Think this will really help with my Polish studies and hopefully the tools I produce will be useful to others too. Here is a short description of the project I am working on.
Some scripts to apply spaCy natural language processing to target language content to help adult foreign language learners get to grips with their target languages’ grammar.
The idea is to take content that a learner is already familiar with and analyse the grammatical features of this content with spaCy.
We will take spaCy’s output and produce a csv file that can be imported into a SRS such as Anki so that the learner can for example then expose themselves to categories of grammar such as:
lots of examples of uses of a particular base form of a verb, noun, adjective etc with different cases, tenses, genders, in singular or plural etc. etc.
OR examples of masculine plural nouns, in whatever case.
examples of verbs in the third person, plural vs singular inflection.
etc. etc.
By mining familiar content and categorising sentences according to their grammatical features we allow the learner to expose themselves to lots of examples of the grammatical feature they are interested in, in a progressive systematic way according to their whim, which we feel will help them to become familiar with the grammar patterns of their target language in as efficient a way as possible.
Great that looks straight forward enough. I’ll just set it up as a private API for my tools.
Integrating the data in a meaningful way will still be a big challenge
“Integrating the data in a meaningful way will still be a big challenge”
I’m excited to see what you come up with Dan! Definitely a big UI challenge and speaking for myself it is not immediately obvious what all the data you can get from spaCy means for me as a language learner.
I think that this tool spacy is indeed a VERY helpful tool to have as a language learner.

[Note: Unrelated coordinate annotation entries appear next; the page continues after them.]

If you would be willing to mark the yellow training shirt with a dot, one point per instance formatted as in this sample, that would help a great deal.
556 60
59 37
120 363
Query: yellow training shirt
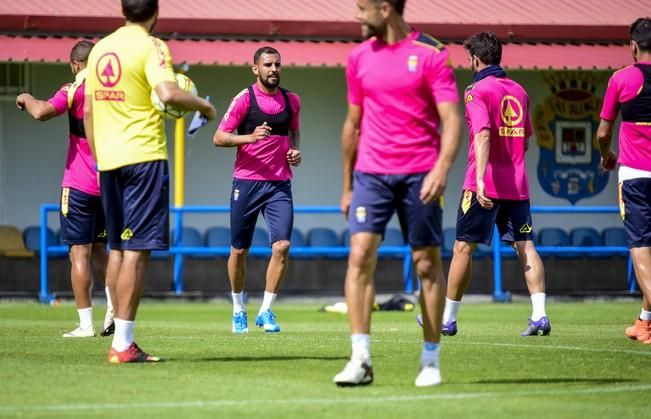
123 68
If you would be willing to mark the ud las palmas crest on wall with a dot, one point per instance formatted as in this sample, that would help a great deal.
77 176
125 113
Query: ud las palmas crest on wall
566 130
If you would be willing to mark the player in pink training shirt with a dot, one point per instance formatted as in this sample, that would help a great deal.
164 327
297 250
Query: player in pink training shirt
83 227
401 88
629 92
265 117
496 189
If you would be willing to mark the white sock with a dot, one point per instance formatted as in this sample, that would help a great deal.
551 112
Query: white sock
361 347
645 315
109 303
267 301
238 302
123 336
450 311
538 303
85 317
430 354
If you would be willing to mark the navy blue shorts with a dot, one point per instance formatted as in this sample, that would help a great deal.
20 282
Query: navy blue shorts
81 217
635 207
136 204
273 198
475 224
377 197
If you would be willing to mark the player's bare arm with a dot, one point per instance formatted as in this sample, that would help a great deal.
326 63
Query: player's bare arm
294 156
605 136
349 143
88 123
482 147
170 93
436 180
41 110
230 139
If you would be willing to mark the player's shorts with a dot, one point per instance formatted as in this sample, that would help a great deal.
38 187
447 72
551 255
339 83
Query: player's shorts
475 224
271 197
377 197
635 209
136 203
81 217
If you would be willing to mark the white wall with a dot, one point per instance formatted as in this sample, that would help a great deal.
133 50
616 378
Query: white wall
33 153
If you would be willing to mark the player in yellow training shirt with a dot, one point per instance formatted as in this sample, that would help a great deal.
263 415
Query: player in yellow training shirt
128 137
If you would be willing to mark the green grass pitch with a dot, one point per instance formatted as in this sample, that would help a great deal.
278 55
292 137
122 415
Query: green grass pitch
586 368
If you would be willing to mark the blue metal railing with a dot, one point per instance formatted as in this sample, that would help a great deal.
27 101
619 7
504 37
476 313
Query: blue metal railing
179 251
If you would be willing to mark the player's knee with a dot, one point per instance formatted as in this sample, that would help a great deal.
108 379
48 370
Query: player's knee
280 248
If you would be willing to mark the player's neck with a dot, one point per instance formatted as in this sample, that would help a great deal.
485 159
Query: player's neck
397 30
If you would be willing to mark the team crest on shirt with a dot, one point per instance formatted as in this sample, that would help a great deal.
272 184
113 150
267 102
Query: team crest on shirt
412 63
565 125
360 215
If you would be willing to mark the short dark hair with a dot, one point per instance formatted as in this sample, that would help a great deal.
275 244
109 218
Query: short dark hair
485 46
640 32
264 50
398 5
139 10
80 51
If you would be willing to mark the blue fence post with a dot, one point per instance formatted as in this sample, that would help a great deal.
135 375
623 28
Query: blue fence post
499 296
44 294
178 257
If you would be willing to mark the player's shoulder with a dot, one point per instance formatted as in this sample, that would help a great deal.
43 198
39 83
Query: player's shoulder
427 41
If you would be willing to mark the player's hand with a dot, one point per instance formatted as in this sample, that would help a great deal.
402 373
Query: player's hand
609 162
260 133
294 157
346 199
20 101
484 202
434 185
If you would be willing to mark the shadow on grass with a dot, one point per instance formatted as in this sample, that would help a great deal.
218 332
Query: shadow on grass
568 380
263 358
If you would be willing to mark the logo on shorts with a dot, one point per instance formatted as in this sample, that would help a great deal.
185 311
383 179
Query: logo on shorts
412 63
466 201
126 234
360 214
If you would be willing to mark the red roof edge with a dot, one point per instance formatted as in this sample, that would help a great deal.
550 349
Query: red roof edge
317 29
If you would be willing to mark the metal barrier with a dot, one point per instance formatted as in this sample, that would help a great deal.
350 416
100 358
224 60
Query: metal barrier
409 283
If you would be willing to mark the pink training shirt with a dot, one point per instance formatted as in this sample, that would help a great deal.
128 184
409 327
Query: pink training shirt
502 106
634 138
398 87
266 159
80 165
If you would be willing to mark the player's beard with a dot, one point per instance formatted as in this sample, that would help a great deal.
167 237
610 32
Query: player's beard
270 85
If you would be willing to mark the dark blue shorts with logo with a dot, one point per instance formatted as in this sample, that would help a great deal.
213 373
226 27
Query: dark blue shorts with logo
271 197
136 203
81 217
377 197
475 224
635 207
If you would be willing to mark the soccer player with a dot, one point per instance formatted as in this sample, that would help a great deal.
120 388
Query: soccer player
629 92
128 138
401 87
81 216
496 189
265 117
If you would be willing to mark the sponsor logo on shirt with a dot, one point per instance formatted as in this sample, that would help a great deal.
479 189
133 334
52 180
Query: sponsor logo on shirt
360 214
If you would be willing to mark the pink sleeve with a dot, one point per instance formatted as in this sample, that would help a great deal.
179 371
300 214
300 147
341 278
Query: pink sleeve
440 76
610 107
295 103
477 112
236 112
60 99
354 87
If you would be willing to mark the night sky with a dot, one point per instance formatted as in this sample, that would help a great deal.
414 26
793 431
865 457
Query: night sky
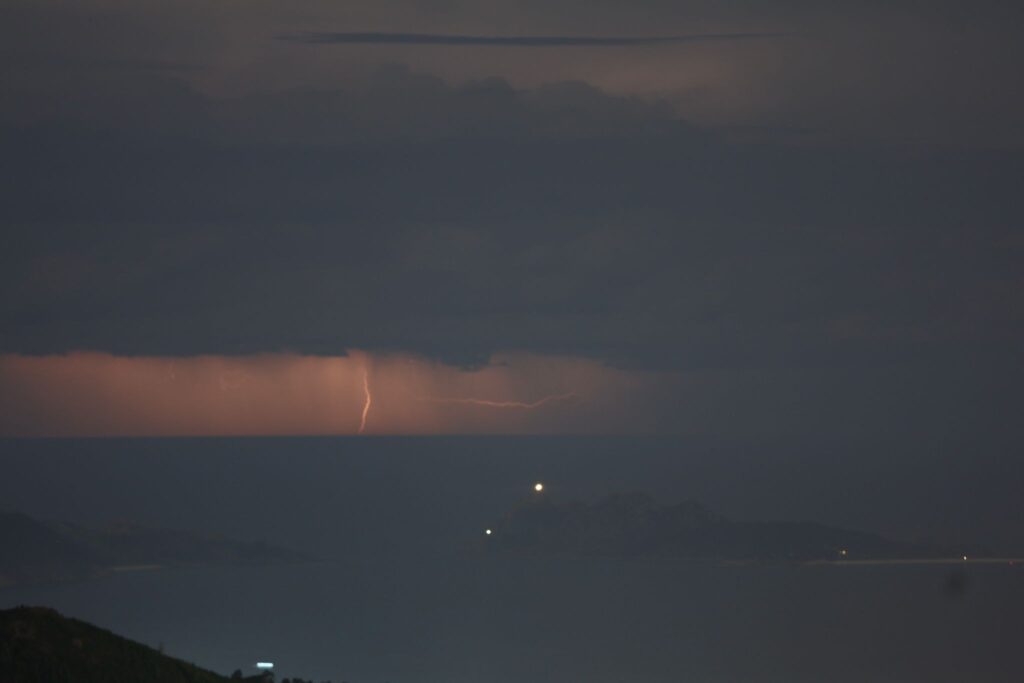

I am particularly interested in the morphology of words it reveals. Quote I found in the spaCy documentation:
" We say that a lemma (root form) is inflected (modified/combined) with one or more morphological features to create a surface form."
But this is just one use of spacy.
Let me know if you want to jump onto a video / audio call to discuss possibilities and / or bounce ideas off each other about what this could be used for.
Just started getting into it but this word dependency system seems extremely useful. The other straight forward thing I can see is being able to group words based on these tags.